Prep 10 mins
Cook 40 mins
Are you a fan of gooey chocolate and walnuts? If you answered yes, then you’ve come to the right place. Recipe adapted from chindeep.com and featured on The Fountain Avenue Kitchen's facebook page -- a nutty spin on the traditional, easy-to-make Tollhouse cookie pie! -------- NOTE: Pie needs to chill for eight hours in the fridge!
- 1 deep dish pie shell (UNBAKED ~ homemade, frozen, or refrigerated ready-roll is fine)
- 1 1⁄2 cups dark brown sugar
- 1 cup flour
- 1⁄8 teaspoon salt
- 1 teaspoon baking powder
- 1⁄4 teaspoon cinnamon
- 1 lemon (ZEST ONLY ~ save lemon for another purpose)
- 3 eggs (slightly beaten)
- 2 cups semi-sweet chocolate chips
- 2 teaspoons pure vanilla extract
- 1 1⁄2 cups walnuts (chopped and divided)
- Pre-heat oven to 400°F.
- On the lowest oven rack, pre-bake your pie crust (filled with pie weights or dried beans) for 10 minutes at 400°F.
- Remove from oven and set aside to cool.
- Reduce oven temperature to 350°F.
- Combine the dry ingredients and wet ingredients SEPARATELY. Then gently fold them together.
- Add chocolate chips and all of the nuts, except 1/2 cup.

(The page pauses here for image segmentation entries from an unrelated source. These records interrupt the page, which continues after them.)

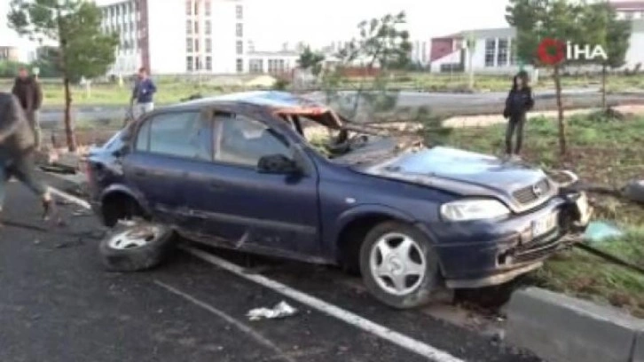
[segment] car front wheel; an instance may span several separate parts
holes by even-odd
[[[367,289],[398,309],[425,304],[438,287],[438,258],[429,240],[398,222],[376,225],[360,248],[360,271]]]

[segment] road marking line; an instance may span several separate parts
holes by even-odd
[[[51,187],[51,186],[49,186],[49,191],[51,193],[67,200],[67,201],[74,202],[75,204],[76,204],[82,208],[85,208],[87,209],[91,209],[91,205],[90,205],[89,202],[87,202],[86,201],[84,201],[82,199],[79,199],[74,195],[71,195],[67,193],[65,193],[63,191],[60,191],[60,190],[59,190],[55,187]]]
[[[234,317],[232,317],[225,312],[219,311],[218,309],[213,307],[212,305],[206,303],[204,302],[200,301],[199,299],[196,299],[195,297],[182,292],[179,289],[177,289],[174,287],[169,286],[168,284],[160,281],[160,280],[154,280],[154,284],[157,286],[168,290],[169,292],[175,294],[188,302],[201,307],[205,309],[206,311],[216,315],[217,317],[221,318],[222,319],[225,320],[226,322],[233,325],[237,329],[240,330],[241,332],[244,332],[245,334],[250,335],[255,342],[258,343],[263,345],[264,347],[272,350],[275,353],[277,353],[280,359],[284,359],[288,362],[295,362],[293,358],[287,356],[282,350],[279,349],[279,347],[273,344],[272,342],[267,340],[263,335],[260,334],[259,333],[253,330],[248,326],[241,323],[240,321],[237,320]]]
[[[64,192],[58,190],[56,188],[53,188],[53,187],[50,187],[50,190],[53,193],[59,195],[64,199],[67,199],[67,201],[74,202],[82,208],[85,208],[88,209],[91,209],[90,203],[88,203],[84,200],[81,200],[75,196],[70,195],[67,193],[64,193]],[[180,246],[179,248],[181,248],[183,250],[186,251],[187,253],[189,253],[205,262],[208,262],[208,263],[210,263],[216,266],[219,266],[220,268],[224,269],[241,278],[254,281],[265,287],[272,289],[279,294],[282,294],[297,302],[300,302],[302,304],[309,305],[310,307],[314,308],[323,313],[328,314],[328,315],[334,317],[338,319],[341,319],[348,324],[350,324],[351,326],[354,326],[359,329],[362,329],[363,331],[375,334],[384,340],[389,341],[394,344],[397,344],[402,348],[404,348],[405,350],[411,350],[412,352],[414,352],[420,356],[426,357],[432,361],[435,361],[435,362],[463,362],[462,359],[459,359],[459,358],[455,358],[454,356],[452,356],[451,354],[449,354],[444,350],[441,350],[435,347],[430,346],[429,344],[424,343],[420,341],[415,340],[407,335],[404,335],[398,332],[393,331],[386,327],[383,327],[377,323],[372,322],[371,320],[362,318],[357,314],[351,313],[349,311],[345,311],[340,307],[330,304],[321,299],[318,299],[314,296],[311,296],[305,293],[300,292],[299,290],[294,289],[287,285],[275,281],[271,279],[269,279],[263,275],[258,275],[258,274],[247,274],[244,272],[244,269],[240,267],[239,265],[235,265],[232,263],[227,262],[227,261],[225,261],[222,258],[219,258],[217,256],[215,256],[211,254],[206,253],[204,251],[201,251],[201,250],[199,250],[199,249],[196,249],[193,248],[185,247],[183,245]],[[181,295],[184,298],[189,300],[190,302],[192,302],[193,303],[218,315],[222,319],[226,319],[230,323],[235,325],[240,330],[247,332],[247,333],[250,334],[251,335],[253,335],[253,337],[257,339],[258,342],[263,341],[263,342],[261,342],[262,344],[264,344],[267,347],[271,346],[269,348],[271,348],[273,350],[279,351],[279,353],[284,355],[284,353],[277,346],[272,344],[272,342],[266,340],[261,334],[257,334],[256,332],[253,331],[252,329],[248,328],[246,325],[241,324],[240,322],[237,321],[237,319],[233,319],[232,317],[230,317],[229,315],[224,313],[223,311],[216,310],[214,307],[204,303],[203,302],[194,299],[191,295],[188,295],[177,289],[175,289],[174,287],[172,287],[170,286],[165,285],[165,284],[161,283],[161,281],[155,280],[155,283],[157,283],[160,287],[165,287],[166,289],[169,290],[170,292],[175,293],[178,295]],[[266,343],[268,343],[268,344],[266,344]],[[284,355],[284,358],[285,358],[285,359],[287,359],[289,361],[292,360],[286,355]]]
[[[375,334],[405,350],[429,358],[429,360],[435,362],[463,362],[461,359],[459,359],[444,350],[432,347],[429,344],[424,343],[420,341],[415,340],[407,335],[393,331],[386,327],[372,322],[371,320],[362,318],[349,311],[345,311],[340,307],[330,304],[321,299],[318,299],[312,295],[310,295],[303,292],[300,292],[299,290],[294,289],[271,279],[258,274],[247,274],[244,272],[244,269],[240,266],[225,261],[220,257],[215,256],[205,251],[191,247],[186,247],[185,245],[181,245],[179,246],[179,248],[181,248],[181,249],[187,252],[188,254],[191,254],[207,263],[215,264],[241,278],[254,281],[265,287],[272,289],[302,304],[306,304],[325,314],[328,314],[351,326],[362,329],[363,331]]]

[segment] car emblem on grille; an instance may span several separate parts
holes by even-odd
[[[532,193],[534,193],[535,196],[541,197],[544,192],[538,185],[535,185],[532,186]]]

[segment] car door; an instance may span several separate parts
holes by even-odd
[[[171,111],[144,122],[123,169],[157,219],[184,225],[191,221],[188,175],[212,160],[211,120],[196,110]]]
[[[321,255],[318,178],[257,171],[262,156],[292,148],[264,122],[243,114],[215,116],[215,161],[202,169],[193,189],[208,231],[233,247],[294,257]]]

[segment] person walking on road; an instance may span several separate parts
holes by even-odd
[[[0,214],[6,182],[13,176],[40,198],[47,220],[54,205],[49,187],[34,175],[35,137],[20,106],[17,97],[0,91]]]
[[[519,72],[514,75],[512,89],[506,99],[506,108],[503,111],[503,116],[508,120],[506,130],[506,154],[510,159],[518,159],[521,154],[526,113],[534,106],[532,89],[529,83],[528,74],[524,71]],[[513,149],[512,141],[514,134],[516,134],[516,144]]]
[[[43,89],[40,83],[35,77],[29,75],[26,67],[21,67],[18,71],[12,93],[18,98],[29,127],[34,131],[35,149],[40,150],[42,139],[38,110],[43,103]]]
[[[145,67],[138,69],[137,82],[132,91],[131,104],[134,105],[134,116],[152,112],[154,109],[153,95],[156,92],[156,85],[150,79],[147,70]]]

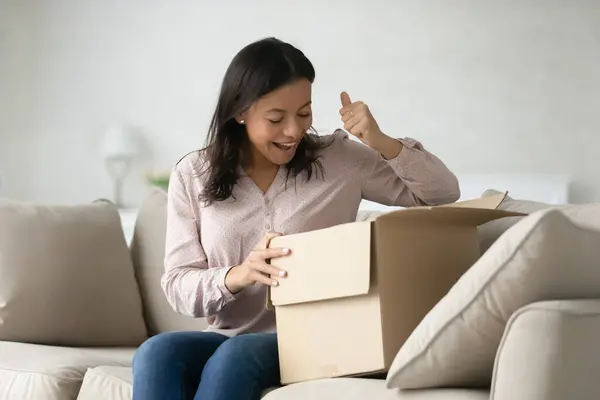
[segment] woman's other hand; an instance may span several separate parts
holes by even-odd
[[[277,286],[279,284],[277,279],[286,277],[286,271],[268,263],[272,258],[284,257],[291,253],[287,248],[269,248],[269,242],[277,236],[281,236],[281,233],[267,233],[242,264],[229,270],[225,276],[225,286],[231,293],[238,293],[255,282]]]

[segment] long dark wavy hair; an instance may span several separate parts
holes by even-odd
[[[209,205],[228,199],[239,178],[237,168],[249,140],[245,125],[235,117],[262,96],[299,79],[314,82],[312,63],[302,51],[276,38],[253,42],[233,58],[221,84],[206,146],[201,151],[205,179],[201,201]],[[307,179],[317,171],[323,174],[318,150],[326,145],[311,128],[286,165],[288,178],[303,171]]]

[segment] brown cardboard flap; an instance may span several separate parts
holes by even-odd
[[[271,265],[287,271],[288,276],[271,287],[270,301],[281,306],[368,293],[370,243],[370,222],[272,239],[269,247],[288,247],[292,253],[271,260]]]
[[[502,204],[506,196],[508,196],[508,192],[498,193],[487,197],[481,197],[479,199],[443,204],[437,207],[484,208],[487,210],[495,210],[500,204]]]
[[[499,218],[520,217],[524,215],[526,214],[485,208],[419,207],[380,215],[375,219],[375,223],[382,220],[397,220],[398,223],[413,223],[422,226],[432,224],[479,226]]]

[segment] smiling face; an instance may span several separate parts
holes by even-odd
[[[312,125],[311,83],[301,79],[274,90],[237,119],[246,125],[252,167],[285,165]]]

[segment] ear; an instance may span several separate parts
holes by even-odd
[[[240,113],[238,116],[235,117],[235,120],[237,121],[238,124],[243,124],[244,121],[244,113]]]

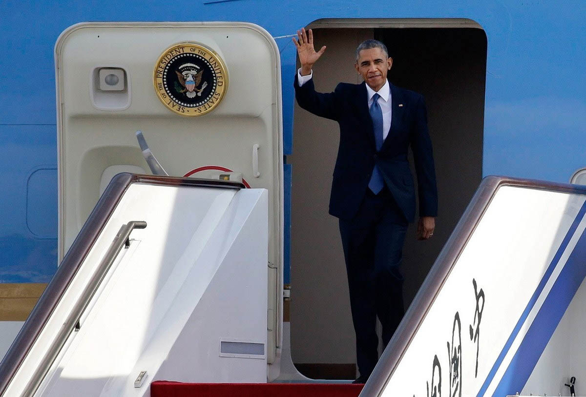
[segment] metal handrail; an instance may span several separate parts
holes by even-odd
[[[503,186],[586,194],[586,186],[504,176],[485,177],[383,352],[379,364],[360,394],[360,397],[381,395],[496,191]]]
[[[0,362],[0,396],[21,367],[55,308],[97,241],[124,193],[133,183],[239,190],[239,182],[122,173],[113,178],[81,228],[51,281]]]
[[[104,278],[110,271],[122,248],[129,246],[130,234],[135,229],[144,229],[145,227],[146,227],[146,223],[143,221],[132,221],[120,227],[116,237],[112,241],[107,252],[90,279],[87,286],[84,289],[81,296],[71,309],[67,319],[63,322],[60,330],[45,357],[29,379],[22,396],[32,396],[36,392],[37,389],[43,382],[47,372],[49,372],[49,368],[59,355],[70,334],[74,330],[79,329],[81,326],[79,323],[80,318],[87,307],[87,305],[90,304],[90,302],[96,294],[96,292],[100,288]]]

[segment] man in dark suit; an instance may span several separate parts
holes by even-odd
[[[360,373],[355,382],[363,383],[378,361],[376,317],[386,346],[404,314],[398,266],[407,224],[415,213],[410,146],[418,184],[418,238],[433,235],[437,189],[427,109],[421,95],[389,83],[393,59],[375,40],[356,50],[355,66],[362,84],[340,83],[333,93],[316,92],[312,67],[326,47],[315,51],[311,29],[309,35],[303,29],[297,36],[297,102],[340,125],[329,213],[339,218]]]

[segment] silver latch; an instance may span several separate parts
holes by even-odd
[[[146,371],[141,371],[138,376],[137,377],[137,380],[134,381],[134,387],[139,388],[142,386],[142,384],[145,382],[145,380],[146,379]]]

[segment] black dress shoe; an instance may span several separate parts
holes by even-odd
[[[368,380],[368,377],[364,377],[364,376],[363,376],[363,375],[360,375],[360,376],[358,377],[357,378],[356,378],[356,380],[353,381],[352,383],[354,384],[362,384],[362,385],[363,385],[365,383],[366,383],[366,381],[367,381],[367,380]]]

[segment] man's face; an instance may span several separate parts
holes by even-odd
[[[354,65],[369,86],[379,91],[387,81],[387,72],[393,65],[393,59],[387,58],[380,48],[362,50]]]

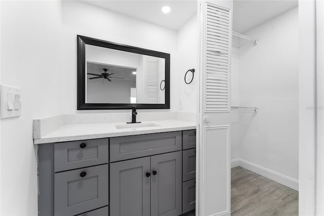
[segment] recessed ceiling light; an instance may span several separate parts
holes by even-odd
[[[171,11],[171,9],[169,6],[164,6],[163,7],[162,7],[161,10],[165,14],[167,14]]]

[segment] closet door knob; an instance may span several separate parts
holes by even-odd
[[[204,122],[208,123],[211,121],[211,118],[209,116],[205,116],[204,117]]]

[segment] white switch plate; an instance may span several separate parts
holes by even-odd
[[[8,95],[12,101],[8,101]],[[13,86],[0,85],[0,118],[17,117],[21,115],[21,90]],[[15,101],[17,99],[18,101]],[[9,103],[8,103],[9,102]],[[10,104],[9,106],[8,104]],[[11,106],[13,106],[12,110]],[[10,109],[9,107],[11,106]]]

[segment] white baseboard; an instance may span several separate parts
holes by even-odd
[[[241,166],[260,175],[269,178],[282,185],[298,191],[299,181],[287,175],[264,168],[257,164],[246,161],[240,158],[235,158],[231,160],[231,167]]]
[[[231,168],[239,166],[239,158],[231,160]]]

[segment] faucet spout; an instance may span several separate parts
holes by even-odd
[[[127,124],[140,123],[141,122],[136,121],[136,116],[137,112],[136,112],[136,107],[133,106],[132,107],[132,122],[127,122]]]

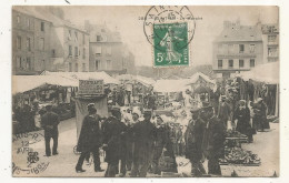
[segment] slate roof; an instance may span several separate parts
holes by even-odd
[[[257,26],[225,28],[215,42],[261,41],[261,30]]]

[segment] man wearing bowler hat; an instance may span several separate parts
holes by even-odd
[[[199,108],[192,108],[190,110],[191,120],[189,121],[188,128],[185,132],[186,157],[191,162],[192,176],[201,176],[202,174],[206,174],[201,162],[205,121],[199,118]]]
[[[151,111],[143,112],[143,121],[133,125],[133,157],[131,176],[146,177],[152,159],[153,142],[156,138],[155,125],[150,122]]]
[[[58,124],[60,123],[57,113],[52,112],[52,104],[46,106],[47,113],[41,118],[44,129],[46,155],[51,156],[50,140],[53,139],[52,155],[57,155],[58,148]]]
[[[202,149],[208,159],[208,173],[220,176],[219,159],[223,157],[225,153],[226,128],[223,122],[216,118],[210,104],[206,105],[203,111],[208,119],[202,141]]]
[[[89,157],[90,153],[93,154],[94,171],[102,172],[100,167],[99,148],[101,146],[101,131],[99,128],[100,116],[97,114],[94,103],[87,105],[88,115],[84,116],[81,126],[80,135],[78,139],[78,151],[81,152],[79,156],[76,171],[78,173],[84,172],[82,164],[86,157]]]
[[[121,112],[119,108],[111,109],[111,116],[103,123],[103,146],[106,151],[106,162],[108,167],[106,177],[114,177],[118,173],[119,160],[121,157],[121,133],[123,133],[121,124]]]

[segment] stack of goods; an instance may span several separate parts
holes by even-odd
[[[238,132],[238,131],[232,131],[232,130],[228,130],[227,131],[227,133],[226,133],[226,136],[227,138],[240,138],[240,139],[242,139],[242,138],[247,138],[247,135],[245,135],[245,134],[241,134],[240,132]]]
[[[241,134],[240,132],[235,131],[235,130],[228,130],[227,133],[226,133],[226,139],[228,141],[238,140],[238,142],[231,142],[231,143],[248,142],[248,136],[246,134]]]
[[[261,161],[257,154],[251,151],[245,151],[241,148],[231,148],[225,150],[225,159],[220,160],[221,164],[239,165],[260,165]]]

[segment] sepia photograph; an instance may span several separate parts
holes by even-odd
[[[12,6],[13,177],[279,177],[277,6]]]

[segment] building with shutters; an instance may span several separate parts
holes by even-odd
[[[121,41],[118,31],[106,24],[84,23],[89,32],[89,71],[106,71],[110,74],[136,72],[134,55]]]
[[[267,62],[279,61],[279,26],[262,24],[263,58]]]
[[[57,16],[56,12],[60,12]],[[87,72],[89,34],[52,7],[12,8],[12,73]]]
[[[223,30],[213,41],[212,69],[217,78],[230,78],[266,63],[261,24],[242,26],[225,21]]]
[[[50,70],[52,22],[24,7],[12,8],[12,73],[38,74]]]

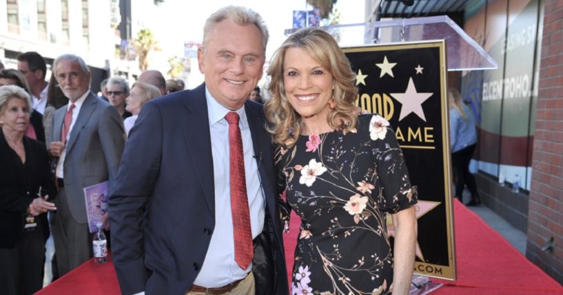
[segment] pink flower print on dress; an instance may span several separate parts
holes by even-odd
[[[379,115],[373,115],[369,122],[369,137],[371,140],[385,139],[389,121]]]
[[[356,189],[360,190],[362,193],[371,193],[371,190],[375,189],[376,187],[373,184],[370,184],[369,182],[366,182],[364,181],[358,182],[358,185],[359,186],[356,187]]]
[[[318,149],[319,144],[320,144],[320,137],[318,135],[309,135],[309,141],[305,144],[307,146],[305,151],[314,152]]]
[[[344,209],[348,211],[350,215],[361,214],[366,208],[366,203],[367,197],[360,197],[360,195],[356,194],[350,197],[350,200],[346,202]]]

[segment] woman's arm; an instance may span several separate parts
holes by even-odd
[[[417,226],[414,206],[391,216],[395,226],[392,292],[393,295],[408,294],[413,276],[416,247]]]

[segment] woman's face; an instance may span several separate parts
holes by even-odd
[[[304,119],[325,120],[332,97],[332,74],[301,48],[289,48],[283,61],[285,96]]]
[[[17,85],[17,81],[10,78],[0,78],[0,86]]]
[[[141,111],[141,90],[139,87],[133,87],[131,91],[129,92],[129,96],[127,97],[127,106],[125,109],[127,111],[133,115],[139,115]]]
[[[108,89],[108,99],[110,100],[110,103],[118,109],[123,107],[125,103],[127,93],[121,88],[121,85],[119,84],[108,84],[105,89]]]
[[[2,130],[8,132],[25,132],[30,122],[30,110],[25,100],[19,98],[8,99],[4,109],[0,113]]]

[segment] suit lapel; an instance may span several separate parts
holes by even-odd
[[[214,216],[215,182],[205,84],[192,90],[184,98],[183,104],[189,113],[187,116],[182,114],[178,117],[181,118],[186,146],[194,167],[198,170],[197,177],[209,212],[213,212]]]
[[[86,124],[94,110],[96,109],[97,100],[98,98],[94,96],[92,92],[84,100],[82,107],[80,107],[80,112],[78,114],[78,118],[76,118],[76,122],[74,122],[74,126],[72,127],[72,130],[70,131],[70,136],[66,144],[67,153],[72,149],[72,146],[76,142],[76,138],[78,138],[82,127]]]

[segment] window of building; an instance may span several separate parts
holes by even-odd
[[[88,0],[82,0],[82,39],[87,45],[90,44],[90,18],[88,17]]]
[[[19,17],[17,0],[6,0],[8,32],[19,34]]]
[[[40,39],[47,41],[47,10],[45,0],[37,0],[37,34]]]
[[[68,23],[68,0],[61,0],[61,12],[62,14],[61,27],[63,28],[63,44],[70,45],[70,30]]]

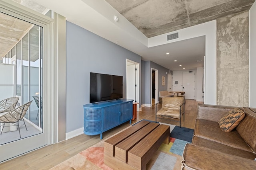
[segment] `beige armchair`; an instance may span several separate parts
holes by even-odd
[[[0,113],[14,109],[18,100],[19,98],[12,97],[0,101]]]
[[[25,115],[26,115],[27,111],[28,110],[28,107],[32,102],[32,101],[31,101],[12,110],[2,113],[2,115],[0,115],[0,123],[4,123],[4,124],[2,125],[2,127],[0,135],[2,135],[3,130],[4,130],[4,128],[5,125],[5,123],[10,123],[13,125],[6,126],[18,126],[18,127],[19,129],[19,132],[20,133],[20,137],[21,138],[20,128],[23,125],[25,125],[26,129],[27,131],[28,130],[23,117],[25,116]],[[19,123],[20,121],[23,121],[23,124],[20,125]],[[17,123],[17,125],[15,124],[16,123]]]
[[[179,119],[180,127],[180,119],[183,114],[183,121],[185,120],[184,98],[164,98],[162,108],[157,111],[156,107],[156,122],[157,118],[165,118],[177,121],[174,119]]]

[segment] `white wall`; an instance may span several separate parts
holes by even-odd
[[[205,104],[216,104],[216,20],[180,29],[179,38],[167,41],[168,33],[148,39],[148,47],[205,35]]]
[[[203,76],[204,76],[204,67],[196,68],[196,101],[204,102],[204,93],[203,93]]]
[[[183,91],[182,90],[182,73],[184,72],[188,72],[189,71],[192,71],[195,74],[195,99],[197,99],[197,93],[196,89],[197,88],[197,75],[196,70],[182,70],[180,71],[173,71],[172,72],[172,87],[173,91]],[[175,81],[177,81],[178,84],[176,84]],[[202,90],[201,90],[202,91]],[[186,96],[185,96],[186,98]]]
[[[256,3],[249,11],[249,107],[256,107]]]
[[[172,72],[172,87],[173,90],[182,91],[182,72],[183,71],[173,71]],[[175,84],[177,81],[178,84]]]
[[[13,65],[0,64],[0,101],[15,96],[14,69]]]

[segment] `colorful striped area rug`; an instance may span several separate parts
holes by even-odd
[[[182,153],[187,143],[191,142],[194,130],[185,127],[170,126],[169,145],[163,143],[152,156],[147,170],[180,170]],[[59,170],[106,170],[111,168],[104,164],[104,141],[90,147],[51,169]]]

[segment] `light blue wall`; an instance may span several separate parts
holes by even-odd
[[[140,56],[67,21],[66,133],[84,127],[83,105],[89,103],[90,72],[123,76],[126,98],[126,59],[141,62]]]
[[[166,72],[169,72],[168,69],[163,67],[163,66],[158,64],[151,61],[145,61],[145,103],[144,104],[151,104],[151,68],[154,68],[158,70],[158,100],[159,100],[159,92],[160,91],[167,90],[167,74]],[[162,85],[162,76],[165,77],[165,86]]]

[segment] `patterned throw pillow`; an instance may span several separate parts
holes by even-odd
[[[228,111],[218,123],[220,129],[224,132],[230,132],[239,125],[244,117],[244,111],[236,108]]]

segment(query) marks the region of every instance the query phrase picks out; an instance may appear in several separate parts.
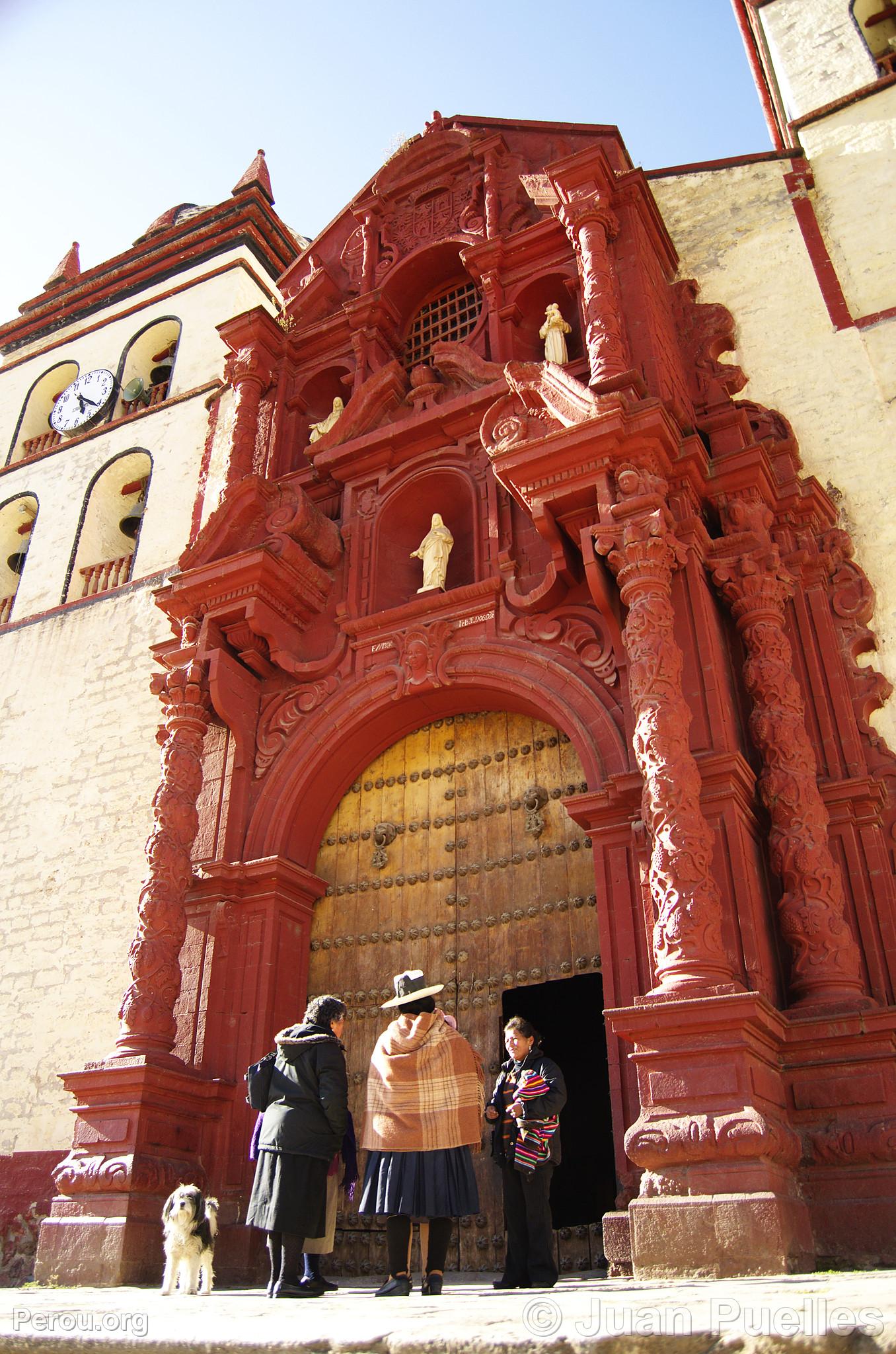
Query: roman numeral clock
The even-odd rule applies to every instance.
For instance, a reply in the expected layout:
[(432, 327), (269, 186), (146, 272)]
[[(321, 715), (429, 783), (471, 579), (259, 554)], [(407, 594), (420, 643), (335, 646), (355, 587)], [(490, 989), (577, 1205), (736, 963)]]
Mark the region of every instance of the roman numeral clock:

- Spread the filling into the browned pie shell. Sprinkle the remainder of the nuts over the top.
- Bake for 30-40 minutes, or until just set ~ check at 30 minutes! You may want to use a pie shield or aluminum foil on the crust if the edges begin to burn.
- Place pie in refrigerator and chill completely (about 8 hours) before serving.
- Top with homemade whipped cream or vanilla ice cream. Garnish with a sprinkle of cinnamon or nutmeg.